April 2012 | Volume 54 | Number 4
It's Complicated

Mining the Research

Matthew Swift

Stay abreast of the latest education research with the monthly "Mining the Research" online-only column.

Competitive Food Sales in Schools and Childhood Obesity: A Longitudinal Study. Sociology of Education. (January 2012). Though many middle schools sell "competitive foods" (e.g., soft drinks, candy, snacks), this study concludes that the selling of these types of foods may not affect obesity in students. One theory is that food preference is established long before students enter middle and high schools. Researchers say, "children's weight gain between 5th and 8th grades was not associated with the introduction or the duration of exposure to competitive food sales in middle school." The study suggests that many children's food preferences and dietary patterns have already been firmly established by the time they reach middle school.

The Long-Term Impact of Teachers: Teacher Value-Added and Student Outcomes in Adulthood. National Bureau of Economic Research. (December 2011). Researchers from Harvard and Columbia Universities followed students from 4th grade into adulthood and found that high-quality educators influence students' graduation rates, future income, and career paths. The researchers used the "value-added" approach, which looks at teacher's effect on student test scores, to determine a teacher's quality.

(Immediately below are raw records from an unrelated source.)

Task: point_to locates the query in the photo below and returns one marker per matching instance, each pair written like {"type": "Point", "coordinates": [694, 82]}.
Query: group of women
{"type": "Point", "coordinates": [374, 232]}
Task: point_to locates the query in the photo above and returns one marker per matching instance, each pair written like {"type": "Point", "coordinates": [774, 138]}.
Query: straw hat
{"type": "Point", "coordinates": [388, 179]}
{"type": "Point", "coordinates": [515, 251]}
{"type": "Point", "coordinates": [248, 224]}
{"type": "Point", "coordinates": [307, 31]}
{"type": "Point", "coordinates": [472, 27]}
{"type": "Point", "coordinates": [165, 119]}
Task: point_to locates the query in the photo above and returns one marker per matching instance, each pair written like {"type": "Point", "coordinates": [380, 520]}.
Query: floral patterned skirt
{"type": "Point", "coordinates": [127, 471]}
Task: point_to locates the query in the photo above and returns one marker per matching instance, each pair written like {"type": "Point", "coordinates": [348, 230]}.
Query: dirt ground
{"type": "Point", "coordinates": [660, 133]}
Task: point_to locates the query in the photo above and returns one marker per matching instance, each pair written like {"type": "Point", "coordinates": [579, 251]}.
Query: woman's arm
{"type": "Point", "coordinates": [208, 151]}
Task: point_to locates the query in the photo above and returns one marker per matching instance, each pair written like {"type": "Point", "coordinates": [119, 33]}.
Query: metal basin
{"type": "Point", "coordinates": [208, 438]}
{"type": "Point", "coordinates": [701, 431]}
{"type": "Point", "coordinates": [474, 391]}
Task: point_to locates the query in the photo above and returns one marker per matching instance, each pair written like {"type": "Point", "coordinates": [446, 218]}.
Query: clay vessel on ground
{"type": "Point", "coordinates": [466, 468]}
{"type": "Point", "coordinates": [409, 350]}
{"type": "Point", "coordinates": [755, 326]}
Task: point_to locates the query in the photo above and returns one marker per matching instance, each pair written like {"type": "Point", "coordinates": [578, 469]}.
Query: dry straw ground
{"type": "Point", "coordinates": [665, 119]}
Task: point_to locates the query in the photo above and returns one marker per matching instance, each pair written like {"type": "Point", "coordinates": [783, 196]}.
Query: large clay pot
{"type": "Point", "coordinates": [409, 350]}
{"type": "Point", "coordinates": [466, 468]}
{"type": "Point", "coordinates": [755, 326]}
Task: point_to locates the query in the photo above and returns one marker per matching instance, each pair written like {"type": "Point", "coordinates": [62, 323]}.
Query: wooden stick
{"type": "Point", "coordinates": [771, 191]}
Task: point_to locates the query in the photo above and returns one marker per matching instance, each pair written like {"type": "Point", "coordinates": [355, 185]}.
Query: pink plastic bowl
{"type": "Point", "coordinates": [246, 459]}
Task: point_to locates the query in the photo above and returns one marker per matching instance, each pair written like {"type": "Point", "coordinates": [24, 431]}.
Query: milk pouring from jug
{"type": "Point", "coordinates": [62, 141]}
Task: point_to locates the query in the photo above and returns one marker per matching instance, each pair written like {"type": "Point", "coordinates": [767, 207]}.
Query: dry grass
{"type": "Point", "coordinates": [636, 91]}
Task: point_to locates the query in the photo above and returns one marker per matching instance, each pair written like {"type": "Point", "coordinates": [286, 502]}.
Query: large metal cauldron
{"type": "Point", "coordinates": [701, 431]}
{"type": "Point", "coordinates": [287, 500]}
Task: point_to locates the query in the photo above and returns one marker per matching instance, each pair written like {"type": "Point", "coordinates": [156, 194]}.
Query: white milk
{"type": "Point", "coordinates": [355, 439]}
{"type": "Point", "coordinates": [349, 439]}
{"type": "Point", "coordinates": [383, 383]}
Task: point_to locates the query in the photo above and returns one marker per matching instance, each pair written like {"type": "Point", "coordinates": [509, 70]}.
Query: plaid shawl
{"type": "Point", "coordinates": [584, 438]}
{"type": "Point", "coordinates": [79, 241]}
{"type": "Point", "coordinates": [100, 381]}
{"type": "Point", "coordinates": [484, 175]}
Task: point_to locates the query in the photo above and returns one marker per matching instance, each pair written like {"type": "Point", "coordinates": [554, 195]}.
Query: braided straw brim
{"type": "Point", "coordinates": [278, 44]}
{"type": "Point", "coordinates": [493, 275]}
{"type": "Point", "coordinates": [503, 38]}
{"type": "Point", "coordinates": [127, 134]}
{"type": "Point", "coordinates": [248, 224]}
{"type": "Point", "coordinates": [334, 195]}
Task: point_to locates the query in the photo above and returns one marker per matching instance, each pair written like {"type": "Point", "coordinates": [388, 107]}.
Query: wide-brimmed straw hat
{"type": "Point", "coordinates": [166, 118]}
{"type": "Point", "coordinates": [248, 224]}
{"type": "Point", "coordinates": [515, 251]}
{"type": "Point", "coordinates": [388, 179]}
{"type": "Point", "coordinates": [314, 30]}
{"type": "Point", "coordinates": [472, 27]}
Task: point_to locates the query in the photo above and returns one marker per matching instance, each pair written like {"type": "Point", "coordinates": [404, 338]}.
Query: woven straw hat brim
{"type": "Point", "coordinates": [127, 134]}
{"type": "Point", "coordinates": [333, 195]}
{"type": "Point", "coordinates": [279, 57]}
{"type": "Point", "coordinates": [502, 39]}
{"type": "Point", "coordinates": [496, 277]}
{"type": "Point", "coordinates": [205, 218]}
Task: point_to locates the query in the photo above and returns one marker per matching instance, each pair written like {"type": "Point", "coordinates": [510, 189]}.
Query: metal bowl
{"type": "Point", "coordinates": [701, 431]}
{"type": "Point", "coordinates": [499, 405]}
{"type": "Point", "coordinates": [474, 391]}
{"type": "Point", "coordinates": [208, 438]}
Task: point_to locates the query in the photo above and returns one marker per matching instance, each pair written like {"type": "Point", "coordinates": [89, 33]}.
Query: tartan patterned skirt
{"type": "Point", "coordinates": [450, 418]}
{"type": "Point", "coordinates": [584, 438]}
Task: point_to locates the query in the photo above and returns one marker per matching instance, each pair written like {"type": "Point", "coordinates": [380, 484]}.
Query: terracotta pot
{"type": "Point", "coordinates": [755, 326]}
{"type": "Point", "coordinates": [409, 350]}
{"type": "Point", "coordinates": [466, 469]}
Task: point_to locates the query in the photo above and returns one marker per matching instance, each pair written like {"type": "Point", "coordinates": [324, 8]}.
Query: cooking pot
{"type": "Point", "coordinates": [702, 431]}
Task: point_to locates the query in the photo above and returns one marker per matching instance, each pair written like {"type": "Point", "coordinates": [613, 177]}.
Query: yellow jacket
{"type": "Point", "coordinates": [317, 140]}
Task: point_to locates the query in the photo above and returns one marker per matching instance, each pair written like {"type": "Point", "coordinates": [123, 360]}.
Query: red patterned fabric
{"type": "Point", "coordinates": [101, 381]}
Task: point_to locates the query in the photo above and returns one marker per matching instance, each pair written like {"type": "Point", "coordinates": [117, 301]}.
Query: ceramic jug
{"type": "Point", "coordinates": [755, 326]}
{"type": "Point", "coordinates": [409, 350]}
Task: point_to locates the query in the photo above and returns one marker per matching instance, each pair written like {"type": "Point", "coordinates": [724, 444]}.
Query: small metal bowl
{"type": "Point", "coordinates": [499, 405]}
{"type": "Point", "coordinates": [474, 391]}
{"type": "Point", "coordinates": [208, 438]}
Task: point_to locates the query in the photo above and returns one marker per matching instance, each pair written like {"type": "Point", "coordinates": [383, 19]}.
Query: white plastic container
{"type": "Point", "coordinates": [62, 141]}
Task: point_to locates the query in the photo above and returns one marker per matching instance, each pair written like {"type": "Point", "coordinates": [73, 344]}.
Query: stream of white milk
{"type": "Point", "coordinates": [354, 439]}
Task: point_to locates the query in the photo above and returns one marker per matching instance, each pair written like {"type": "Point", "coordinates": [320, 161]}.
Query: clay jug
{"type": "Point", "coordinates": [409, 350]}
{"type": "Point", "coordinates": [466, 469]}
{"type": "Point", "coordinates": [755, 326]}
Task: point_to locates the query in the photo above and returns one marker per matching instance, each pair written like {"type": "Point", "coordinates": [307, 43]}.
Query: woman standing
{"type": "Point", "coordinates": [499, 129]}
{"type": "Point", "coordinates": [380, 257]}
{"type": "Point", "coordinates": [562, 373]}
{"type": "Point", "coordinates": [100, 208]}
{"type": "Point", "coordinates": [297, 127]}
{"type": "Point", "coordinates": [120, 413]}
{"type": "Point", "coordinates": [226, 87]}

Sustained Positive Effects on Graduation Rates Produced by New York City's Small Public High Schools of Choice. MDRC. (January 2012). This report looks at how students were affected by the closing of 23 large, failing schools and the opening of 216 smaller high schools. The researchers found that graduation rates had risen across subgroups (race, class, and gender) and that the students were more college- and career-ready after leaving the schools that had been designated as failing.